Eis que no meio do caminho havia uma pandemia. Mundo afora, as políticas fiscais e monetárias foram contundentes: o Estado precisava agir fortemente. A primeira reação do Ministro Paulo Guedes foi afirmar que a reforma administrativa e a PEC emergencial seriam capazes de fazer a economia retomar. Uma cabal demonstração de desconexão da realidade.
Ministro esse que afirmava que o “Brasil está quebrado”, “o dinheiro acabou” e outras declarações que deseducam a população e desrespeitam o conhecimento dos economistas, os quais sabem que o Brasil não está quebrado, pois possui reservas internacionais e que o dinheiro não “acabou”. Prova disso é que ele reapareceu após a pressão política para uma ação mais intensa do governo federal.
Em situações como a que nos encontramos, o Estado tem que intervir fortemente: para manter a renda, os empregos, a produção, as empresas e a vida. Sem uma ação ativa do Estado, teremos uma depressão econômica, desemprego em massa, quebradeira generalizada, miséria crescente, fuga de capitais e mortes em série.
Após anos sucessivos de redução de investimentos em saúde, em pesquisa, na ciência, nas universidades e retração dos bancos públicos, essas são as únicas alternativas para restringir o impacto do que vem pela frente. Precisamos de Estado como em poucas vezes na nossa história. Eis o momento de nossos ilustres liberais admitirem que não apenas os resultados das políticas implementadas no passado não surtiram o efeito na atividade econômica, como nos colocaram num quadro muito mais dramático: os cortes efetuados nos cobrarão em vidas perdidas.
Do ponto de vista do fluxo de capitais, a compreensão liberal nos argumenta que a liberalização é capaz de atrair investimentos externos, já que os agentes passariam a confiar mais no País. Pois nos últimos dez meses, mesmo antes da pandemia, nossas reservas internacionais perderam mais de US$ 40 bilhões. Eis uma cifra que é capaz de quebrar, agora verdadeiramente, um país, não fosse o acúmulo pregresso.

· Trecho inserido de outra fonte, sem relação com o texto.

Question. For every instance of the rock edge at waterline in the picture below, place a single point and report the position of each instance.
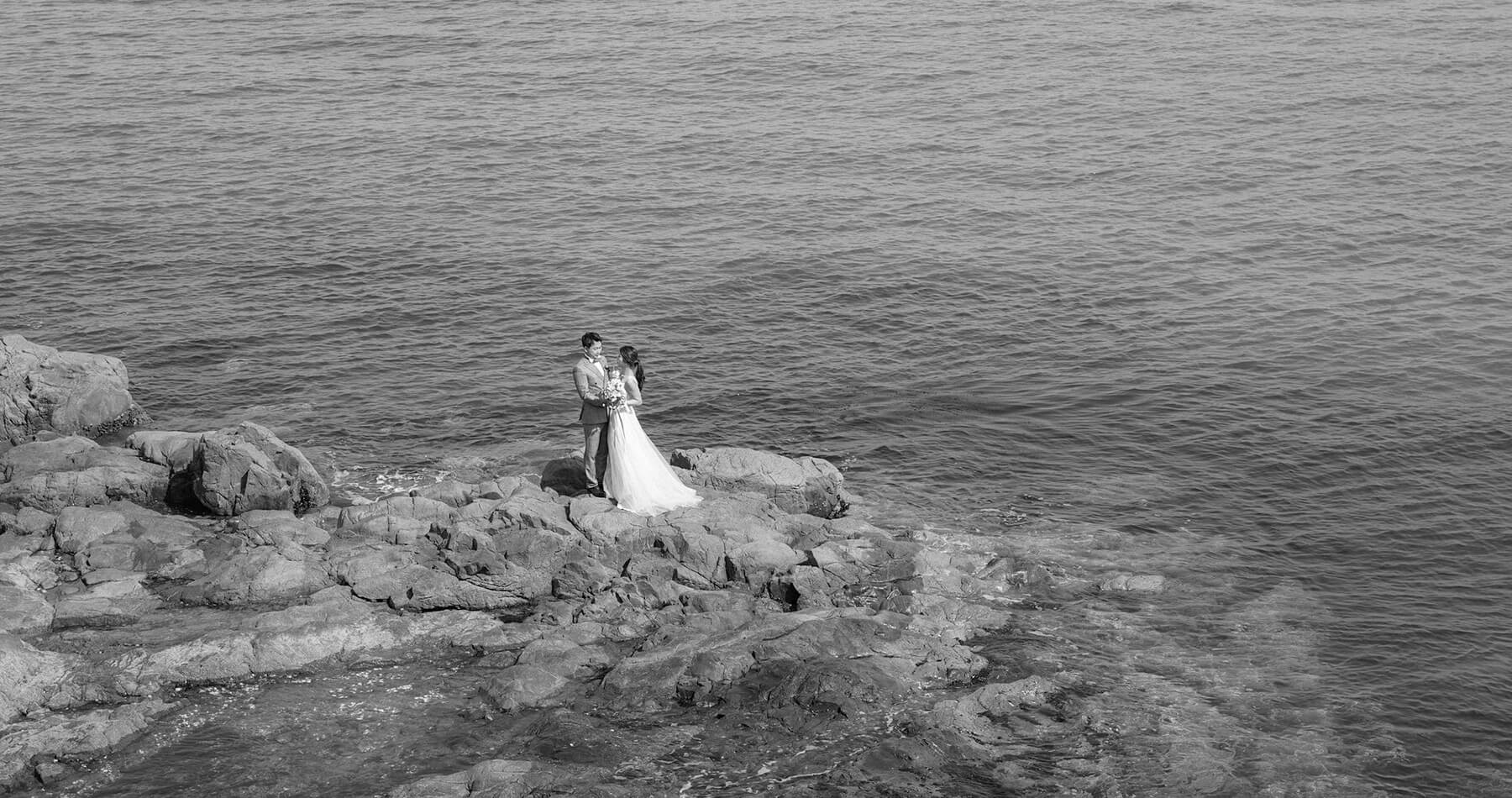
(843, 654)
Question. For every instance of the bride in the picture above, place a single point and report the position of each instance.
(638, 476)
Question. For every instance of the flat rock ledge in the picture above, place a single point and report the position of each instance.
(49, 391)
(776, 626)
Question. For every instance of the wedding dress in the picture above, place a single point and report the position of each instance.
(640, 480)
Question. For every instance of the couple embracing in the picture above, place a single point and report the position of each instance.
(617, 459)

Não é a primeira vez na nossa história que a ilusão liberal viabiliza a fuga em massa. Durante a Segunda Guerra Mundial, o Brasil conseguiu acumular algum volume de reservas. Em 1947, a liberalização cambial do Governo Dutra prometia atrair fluxo de capitais. Apenas dois anos depois as reservas desapareceram e o País teve que apelar à dívida externa.

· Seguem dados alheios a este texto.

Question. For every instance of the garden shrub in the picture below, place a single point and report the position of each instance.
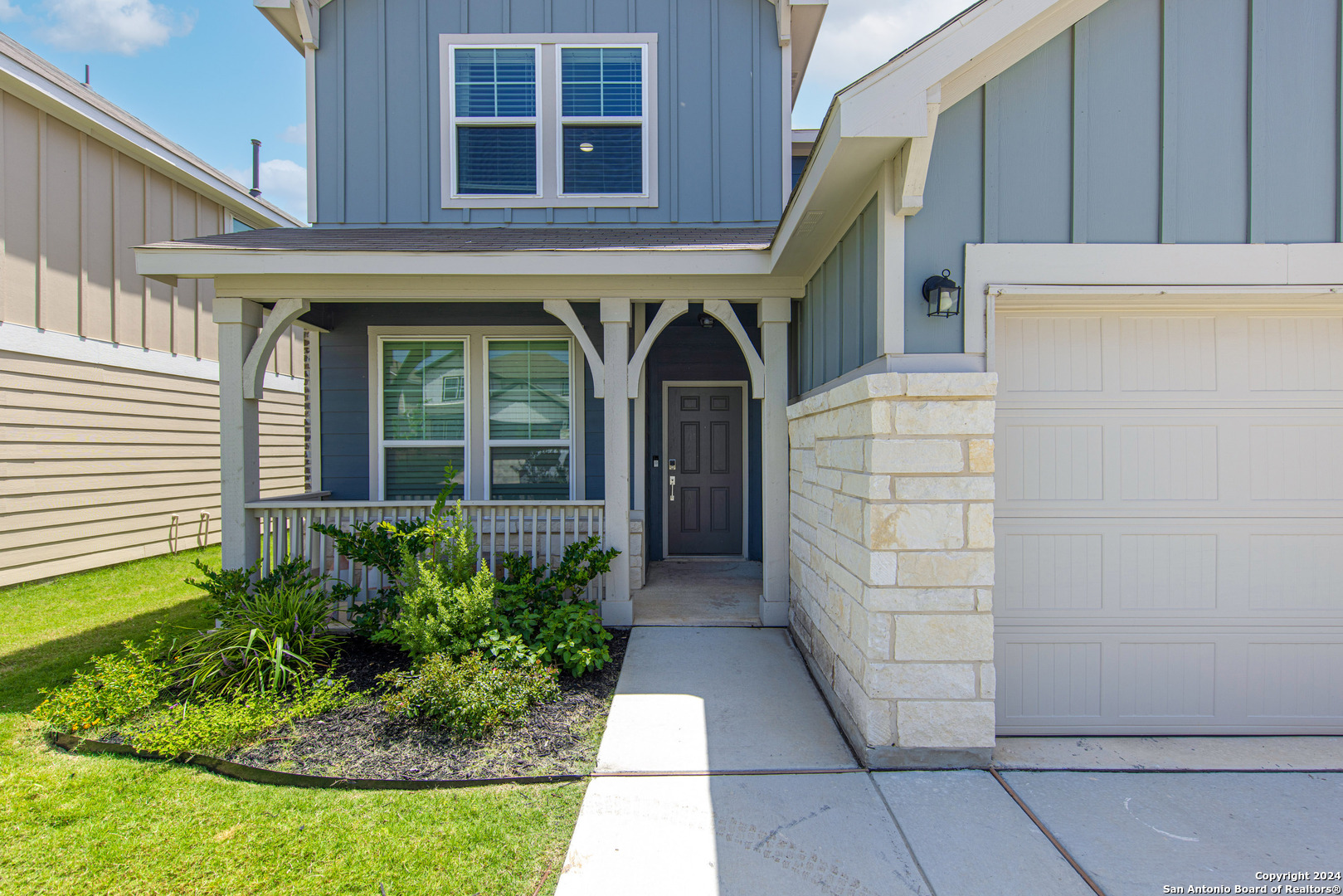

A ilusão liberal traz o dogma de que o mercado é sempre o melhor arranjo produtivo. Por que produzir tudo, se podemos importar de quem é mais eficiente? Podemos importar respiradores e máscaras, não é verdade? Eis que a pandemia nos prova que não. Que os países ditos liberais são capazes de sequestrar importações e impedir exportações. O Estado alheio atua e cobra mais vidas brasileiras.
Após alguns anos de domínio dos liberais nas narrativas no Brasil, seu fracasso se impõe. Nunca precisamos de tanto de Estado: saúde, pesquisa, ciência, bancos públicos, crédito subsidiado, renda mínima, controle de capitais, aquisição de equipamentos médicos, coordenação de cadeias produtivas para evitar escassez de produtos básicos etc. A realidade explicita que o Estado é fundamental para a sociedade e que o mercado falha nos momentos em que mais precisamos. O alento é que em breve chegará a autocrítica liberal.